Hamburger Skillet Casserole by Sharon - Copy

Today we have another quick dinner contributed by my long-time friend Sharon Knapp Geisenhof.  Sharon states that this one-skillet dinner is quick, and is much healthier for your family than boxed dinners.  I think when I make this I might add some peas.  Yummy!  Thank you, Sharon!

Ingredients:

1# ground beef

1/2 large sweet onion sliced

1 large or 2 small cans mushrooms

1 tbs minced garlic

1/2 tsp cayenne

1 c pasta water with 1 tbs Better than Bullion dissolved in it

1# whole wheat pasta

2 tbs evoo

1 tbs Worcestershire sauce

Salt and pepper to taste

1c plain Greek yogurt

1c shredded cheddar

1c shredded Colby

 

PREPARATION:

Sauté onions in evoo for a few minutes then add mushrooms and garlic.

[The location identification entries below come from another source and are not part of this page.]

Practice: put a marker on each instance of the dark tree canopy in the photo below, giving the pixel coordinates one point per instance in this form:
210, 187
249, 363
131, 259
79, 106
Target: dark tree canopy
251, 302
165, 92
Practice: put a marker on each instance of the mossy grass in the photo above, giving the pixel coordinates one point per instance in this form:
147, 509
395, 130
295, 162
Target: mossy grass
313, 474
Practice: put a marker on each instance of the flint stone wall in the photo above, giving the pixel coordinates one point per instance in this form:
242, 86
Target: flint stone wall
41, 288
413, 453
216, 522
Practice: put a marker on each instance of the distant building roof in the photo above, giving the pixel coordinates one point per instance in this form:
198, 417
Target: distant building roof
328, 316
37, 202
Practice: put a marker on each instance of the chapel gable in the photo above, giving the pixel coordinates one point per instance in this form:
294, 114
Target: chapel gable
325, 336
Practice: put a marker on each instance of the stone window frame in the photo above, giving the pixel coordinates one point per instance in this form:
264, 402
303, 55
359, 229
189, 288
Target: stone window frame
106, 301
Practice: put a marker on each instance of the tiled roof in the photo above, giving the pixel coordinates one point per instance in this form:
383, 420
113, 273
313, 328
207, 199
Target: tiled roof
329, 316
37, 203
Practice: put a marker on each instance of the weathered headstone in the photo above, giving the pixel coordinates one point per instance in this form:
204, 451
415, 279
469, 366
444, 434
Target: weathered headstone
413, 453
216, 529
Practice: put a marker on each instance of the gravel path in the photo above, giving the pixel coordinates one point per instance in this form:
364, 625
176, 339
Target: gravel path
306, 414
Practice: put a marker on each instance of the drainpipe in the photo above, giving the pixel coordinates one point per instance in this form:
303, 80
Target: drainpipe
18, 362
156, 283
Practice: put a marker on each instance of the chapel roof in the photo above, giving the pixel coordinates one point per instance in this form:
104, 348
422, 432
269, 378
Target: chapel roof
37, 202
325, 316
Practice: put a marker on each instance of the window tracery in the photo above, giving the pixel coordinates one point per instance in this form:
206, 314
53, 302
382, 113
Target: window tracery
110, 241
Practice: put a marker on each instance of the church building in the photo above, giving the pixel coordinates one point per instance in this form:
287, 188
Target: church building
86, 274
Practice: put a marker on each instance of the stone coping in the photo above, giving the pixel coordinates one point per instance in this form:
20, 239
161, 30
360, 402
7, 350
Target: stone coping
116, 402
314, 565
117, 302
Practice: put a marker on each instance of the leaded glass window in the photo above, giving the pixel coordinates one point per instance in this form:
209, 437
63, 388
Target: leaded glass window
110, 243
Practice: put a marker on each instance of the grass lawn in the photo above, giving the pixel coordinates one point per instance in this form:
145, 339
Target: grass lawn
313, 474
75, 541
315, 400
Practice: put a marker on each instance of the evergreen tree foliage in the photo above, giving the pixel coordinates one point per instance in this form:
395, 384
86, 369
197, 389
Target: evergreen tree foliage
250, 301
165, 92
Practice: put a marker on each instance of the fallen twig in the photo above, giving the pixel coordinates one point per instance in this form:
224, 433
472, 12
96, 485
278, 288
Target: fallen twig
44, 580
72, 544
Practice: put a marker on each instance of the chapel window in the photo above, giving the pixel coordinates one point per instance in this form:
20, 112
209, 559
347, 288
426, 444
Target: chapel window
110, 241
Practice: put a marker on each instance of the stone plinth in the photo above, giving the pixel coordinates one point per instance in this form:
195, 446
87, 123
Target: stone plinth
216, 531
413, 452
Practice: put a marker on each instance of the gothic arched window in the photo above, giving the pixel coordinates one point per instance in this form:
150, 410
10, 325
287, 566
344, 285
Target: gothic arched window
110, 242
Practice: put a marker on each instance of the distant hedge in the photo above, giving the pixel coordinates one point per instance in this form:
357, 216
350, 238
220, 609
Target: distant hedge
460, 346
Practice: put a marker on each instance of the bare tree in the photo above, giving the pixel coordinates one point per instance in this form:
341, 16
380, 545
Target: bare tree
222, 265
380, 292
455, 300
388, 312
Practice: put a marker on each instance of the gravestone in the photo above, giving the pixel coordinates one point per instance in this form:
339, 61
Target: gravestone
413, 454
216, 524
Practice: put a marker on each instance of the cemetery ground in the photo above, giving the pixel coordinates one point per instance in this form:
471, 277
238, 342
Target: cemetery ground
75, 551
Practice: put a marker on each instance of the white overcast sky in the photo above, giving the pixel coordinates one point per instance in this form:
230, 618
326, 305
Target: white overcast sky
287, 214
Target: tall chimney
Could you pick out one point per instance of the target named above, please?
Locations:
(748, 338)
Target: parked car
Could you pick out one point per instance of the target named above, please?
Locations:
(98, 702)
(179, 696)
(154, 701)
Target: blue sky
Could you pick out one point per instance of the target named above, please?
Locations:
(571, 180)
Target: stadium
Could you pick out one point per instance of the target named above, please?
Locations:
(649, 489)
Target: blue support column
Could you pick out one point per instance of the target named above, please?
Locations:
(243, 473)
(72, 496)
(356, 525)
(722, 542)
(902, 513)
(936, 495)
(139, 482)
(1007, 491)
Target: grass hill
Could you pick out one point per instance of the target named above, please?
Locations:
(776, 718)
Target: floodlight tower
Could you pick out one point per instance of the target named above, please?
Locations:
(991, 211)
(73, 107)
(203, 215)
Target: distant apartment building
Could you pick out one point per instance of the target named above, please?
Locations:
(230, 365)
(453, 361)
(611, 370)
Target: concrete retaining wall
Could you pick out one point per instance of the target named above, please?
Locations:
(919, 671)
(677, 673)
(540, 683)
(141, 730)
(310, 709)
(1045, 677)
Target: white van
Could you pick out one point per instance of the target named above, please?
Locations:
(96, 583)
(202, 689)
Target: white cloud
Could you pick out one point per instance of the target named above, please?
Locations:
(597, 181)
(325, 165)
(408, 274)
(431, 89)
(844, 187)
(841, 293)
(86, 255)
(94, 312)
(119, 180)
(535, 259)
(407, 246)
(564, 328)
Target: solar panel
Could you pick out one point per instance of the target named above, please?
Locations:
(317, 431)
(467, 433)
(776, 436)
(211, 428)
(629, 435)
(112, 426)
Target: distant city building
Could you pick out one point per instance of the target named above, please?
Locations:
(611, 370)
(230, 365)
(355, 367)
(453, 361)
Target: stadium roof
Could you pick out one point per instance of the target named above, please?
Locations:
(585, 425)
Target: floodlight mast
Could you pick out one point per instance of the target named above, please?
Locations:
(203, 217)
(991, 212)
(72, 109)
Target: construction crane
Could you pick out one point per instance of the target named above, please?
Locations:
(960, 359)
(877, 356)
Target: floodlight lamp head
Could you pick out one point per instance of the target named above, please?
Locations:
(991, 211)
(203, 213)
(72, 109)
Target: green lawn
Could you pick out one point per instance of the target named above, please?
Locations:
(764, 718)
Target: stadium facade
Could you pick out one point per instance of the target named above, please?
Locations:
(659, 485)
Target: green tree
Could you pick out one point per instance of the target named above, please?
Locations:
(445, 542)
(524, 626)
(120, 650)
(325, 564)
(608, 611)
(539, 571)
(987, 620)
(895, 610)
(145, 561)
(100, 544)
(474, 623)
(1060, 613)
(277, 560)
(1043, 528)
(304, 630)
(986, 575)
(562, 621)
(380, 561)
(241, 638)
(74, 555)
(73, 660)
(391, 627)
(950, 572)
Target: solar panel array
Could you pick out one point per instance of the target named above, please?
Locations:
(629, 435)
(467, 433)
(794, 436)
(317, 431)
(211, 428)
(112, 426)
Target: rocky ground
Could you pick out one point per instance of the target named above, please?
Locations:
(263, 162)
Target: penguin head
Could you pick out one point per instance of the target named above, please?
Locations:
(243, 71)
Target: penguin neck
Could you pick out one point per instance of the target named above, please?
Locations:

Sauté  5 minutes then add ground beef, Worcestershire, and cayenne.

When beef is browned add pasta/bullion water, mix in cheese then add yogurt and heat through, then add pasta. So good!

By Sharon Knapp Geisenhof for Chew Wanna Eat?

Please remember to Like our Posts and Follow Chew Wanna Eat? for more great recipes, home hacks, gardening, and health information!    You won’t be sorry.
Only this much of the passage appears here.